For 78 nursing students, white coat ceremony symbolizes start of careers

Group of nursing students pose with their white coats in Berger Hall.

With the oath to patient care and the presentation of their white coats, 78 nursing students in the Helen and Arthur E. Johnson Beth-El College of Nursing and Health Sciences took the symbolic step to start their paths to careers in compassionate patient care during the White Coat Ceremony Jan. 27 in Berger Hall.

“This ceremony serves as an important rite of passage into the healthcare profession for our nursing students and that it brings to their forethought the values of excellence, compassion, collaboration and caring in their nursing practice,” said Deborah Pollard, associate professor and chair of the Department of Nursing.

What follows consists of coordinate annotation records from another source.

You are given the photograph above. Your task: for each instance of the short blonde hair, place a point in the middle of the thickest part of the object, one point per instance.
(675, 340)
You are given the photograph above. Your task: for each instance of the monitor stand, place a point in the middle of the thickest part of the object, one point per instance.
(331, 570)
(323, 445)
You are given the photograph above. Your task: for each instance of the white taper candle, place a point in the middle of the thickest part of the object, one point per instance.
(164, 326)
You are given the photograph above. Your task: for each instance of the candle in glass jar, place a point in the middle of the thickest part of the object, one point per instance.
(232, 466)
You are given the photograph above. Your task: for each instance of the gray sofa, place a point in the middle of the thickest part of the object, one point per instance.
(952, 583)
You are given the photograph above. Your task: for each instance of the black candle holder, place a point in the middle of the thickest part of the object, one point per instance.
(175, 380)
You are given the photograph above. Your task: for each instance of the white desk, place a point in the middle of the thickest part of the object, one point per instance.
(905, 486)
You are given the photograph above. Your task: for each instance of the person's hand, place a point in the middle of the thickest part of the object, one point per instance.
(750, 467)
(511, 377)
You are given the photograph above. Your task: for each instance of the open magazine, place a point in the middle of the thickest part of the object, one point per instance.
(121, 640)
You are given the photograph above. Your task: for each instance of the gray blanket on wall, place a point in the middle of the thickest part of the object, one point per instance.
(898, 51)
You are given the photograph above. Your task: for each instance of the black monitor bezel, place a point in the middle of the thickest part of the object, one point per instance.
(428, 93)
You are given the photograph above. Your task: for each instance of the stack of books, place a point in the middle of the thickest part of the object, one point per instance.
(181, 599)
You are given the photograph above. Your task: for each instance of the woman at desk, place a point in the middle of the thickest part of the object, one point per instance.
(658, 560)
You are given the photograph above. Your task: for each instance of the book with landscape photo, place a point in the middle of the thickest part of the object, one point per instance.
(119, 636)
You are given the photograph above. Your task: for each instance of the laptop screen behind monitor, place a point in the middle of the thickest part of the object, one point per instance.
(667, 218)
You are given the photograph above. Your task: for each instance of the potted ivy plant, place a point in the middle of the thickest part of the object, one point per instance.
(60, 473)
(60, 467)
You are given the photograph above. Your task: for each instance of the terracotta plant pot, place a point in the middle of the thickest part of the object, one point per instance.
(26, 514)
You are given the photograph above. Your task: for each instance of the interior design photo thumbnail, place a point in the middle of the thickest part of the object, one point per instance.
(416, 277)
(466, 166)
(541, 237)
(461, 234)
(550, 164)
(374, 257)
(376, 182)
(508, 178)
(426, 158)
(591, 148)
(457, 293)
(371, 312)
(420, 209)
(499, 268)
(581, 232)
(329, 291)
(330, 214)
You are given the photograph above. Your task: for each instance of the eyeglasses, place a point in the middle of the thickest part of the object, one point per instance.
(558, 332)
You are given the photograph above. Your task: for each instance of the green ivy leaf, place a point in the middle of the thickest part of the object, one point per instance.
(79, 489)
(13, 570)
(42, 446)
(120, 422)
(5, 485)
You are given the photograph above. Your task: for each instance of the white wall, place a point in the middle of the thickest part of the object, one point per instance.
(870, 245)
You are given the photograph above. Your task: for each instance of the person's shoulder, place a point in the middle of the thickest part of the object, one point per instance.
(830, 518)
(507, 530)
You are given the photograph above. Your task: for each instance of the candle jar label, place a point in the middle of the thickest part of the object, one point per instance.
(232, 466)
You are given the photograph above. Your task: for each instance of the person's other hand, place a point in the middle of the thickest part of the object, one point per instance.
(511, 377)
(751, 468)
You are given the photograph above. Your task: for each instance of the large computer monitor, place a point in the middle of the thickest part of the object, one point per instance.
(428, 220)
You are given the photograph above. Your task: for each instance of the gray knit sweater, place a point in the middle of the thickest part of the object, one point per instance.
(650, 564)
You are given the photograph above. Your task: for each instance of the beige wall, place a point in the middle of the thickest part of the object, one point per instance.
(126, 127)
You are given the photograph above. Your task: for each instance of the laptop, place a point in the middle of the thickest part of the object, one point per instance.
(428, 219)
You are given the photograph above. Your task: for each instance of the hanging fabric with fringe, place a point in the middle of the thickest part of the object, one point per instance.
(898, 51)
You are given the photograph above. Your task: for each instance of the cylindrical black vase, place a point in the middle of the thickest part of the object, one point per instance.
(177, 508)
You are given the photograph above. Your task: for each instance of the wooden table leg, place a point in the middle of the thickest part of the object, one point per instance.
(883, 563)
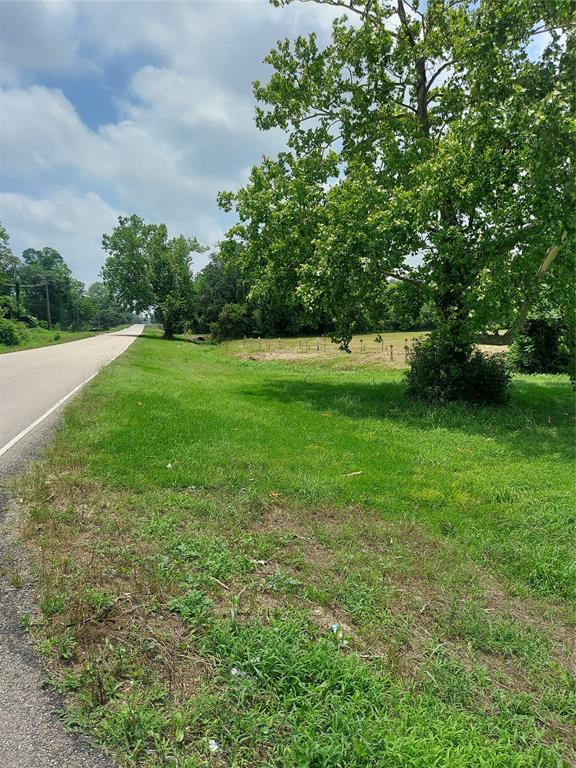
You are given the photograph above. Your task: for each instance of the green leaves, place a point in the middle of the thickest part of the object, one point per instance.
(145, 270)
(433, 136)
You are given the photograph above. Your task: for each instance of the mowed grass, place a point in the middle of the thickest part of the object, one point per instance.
(272, 563)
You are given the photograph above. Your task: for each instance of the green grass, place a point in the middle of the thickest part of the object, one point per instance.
(272, 563)
(42, 337)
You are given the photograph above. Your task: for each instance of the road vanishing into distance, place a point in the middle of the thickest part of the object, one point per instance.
(34, 384)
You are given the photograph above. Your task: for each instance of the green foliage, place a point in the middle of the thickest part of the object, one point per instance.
(439, 374)
(232, 323)
(540, 348)
(145, 271)
(361, 634)
(421, 144)
(11, 333)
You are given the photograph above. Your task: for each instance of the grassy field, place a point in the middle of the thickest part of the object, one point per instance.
(267, 562)
(42, 337)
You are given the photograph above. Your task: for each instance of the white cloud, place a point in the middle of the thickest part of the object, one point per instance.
(184, 128)
(71, 223)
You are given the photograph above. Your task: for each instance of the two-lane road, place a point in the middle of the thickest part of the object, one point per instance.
(34, 381)
(34, 384)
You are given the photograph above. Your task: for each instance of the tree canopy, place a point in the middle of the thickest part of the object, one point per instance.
(428, 143)
(146, 271)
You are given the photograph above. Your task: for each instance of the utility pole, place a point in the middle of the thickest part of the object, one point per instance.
(17, 291)
(48, 313)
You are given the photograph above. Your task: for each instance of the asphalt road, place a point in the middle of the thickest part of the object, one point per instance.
(32, 383)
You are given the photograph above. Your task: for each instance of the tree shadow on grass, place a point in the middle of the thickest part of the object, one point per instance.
(539, 420)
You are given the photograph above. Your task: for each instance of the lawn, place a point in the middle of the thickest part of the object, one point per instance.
(251, 561)
(42, 337)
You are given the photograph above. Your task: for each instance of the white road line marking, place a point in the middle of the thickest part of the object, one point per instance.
(40, 419)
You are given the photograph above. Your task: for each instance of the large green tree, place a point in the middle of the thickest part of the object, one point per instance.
(431, 143)
(146, 271)
(48, 288)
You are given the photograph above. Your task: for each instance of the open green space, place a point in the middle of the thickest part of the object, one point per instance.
(249, 562)
(42, 337)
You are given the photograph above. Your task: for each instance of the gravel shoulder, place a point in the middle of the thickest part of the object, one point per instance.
(32, 733)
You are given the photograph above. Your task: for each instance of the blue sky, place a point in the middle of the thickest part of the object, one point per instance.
(131, 106)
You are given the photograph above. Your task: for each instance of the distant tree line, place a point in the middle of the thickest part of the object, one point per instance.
(146, 271)
(226, 305)
(38, 289)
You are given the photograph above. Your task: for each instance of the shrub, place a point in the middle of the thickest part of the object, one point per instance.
(232, 322)
(540, 348)
(436, 375)
(11, 333)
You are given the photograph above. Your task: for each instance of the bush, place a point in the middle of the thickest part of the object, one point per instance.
(540, 349)
(232, 323)
(436, 375)
(11, 333)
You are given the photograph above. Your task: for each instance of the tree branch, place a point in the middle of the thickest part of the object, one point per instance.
(518, 323)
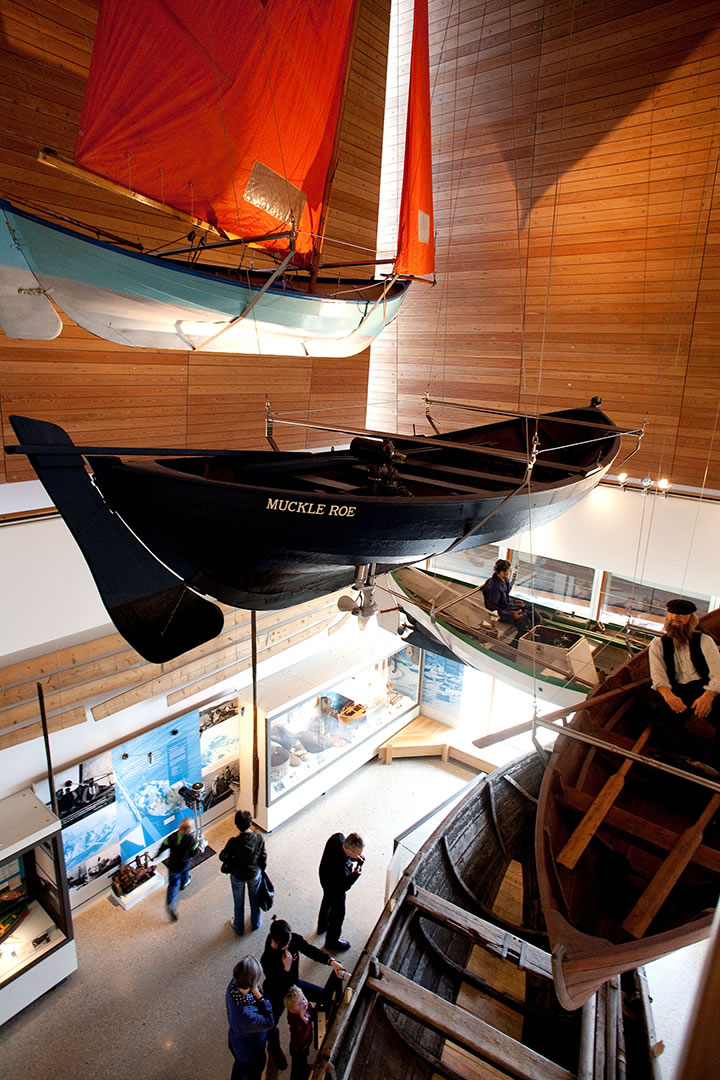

The students from the two undergraduate nursing options received their coats from faculty in front of their invited families and friends. The Gold Foundation provided a pin for each student, and a personal note from faculty members were in each coat. Last year’s nursing class was the first to participate in the event.

Four students pose for a group picture after the White Coat Ceremony.

The White Coat Ceremony was initiated in 1993 at Columbia University’s Vagelos College of Physicians & Surgeons by Arnold P. Gold, M.D., who was a professor and pediatric neurologist. Dr. Gold, a passionate advocate for humanistic healthcare, believed that the oath taken by new physicians at the end of medical school came too late. Through the nonprofit organization that he and his wife, Dr. Sandra Gold, started, The Arnold P. Gold Foundation has expanded the White Coat Ceremony around the globe.

“The trust and communication created with a patient is a defining factor in the path to healing,” said Dr. Richard Levin, President and CEO of The Gold Foundation. “The White Coat Ceremony reinforces the importance of a deep human connection as students begin their journey to patients and modern healthcare.”

The Gold Foundation champions the human connection in healthcare. The foundation engages schools and their students, health systems, companies, and individual clinicians in the joy and meaning of humanistic healthcare, so that patients and their families can be partners in collaborative, compassionate and scientifically excellent care.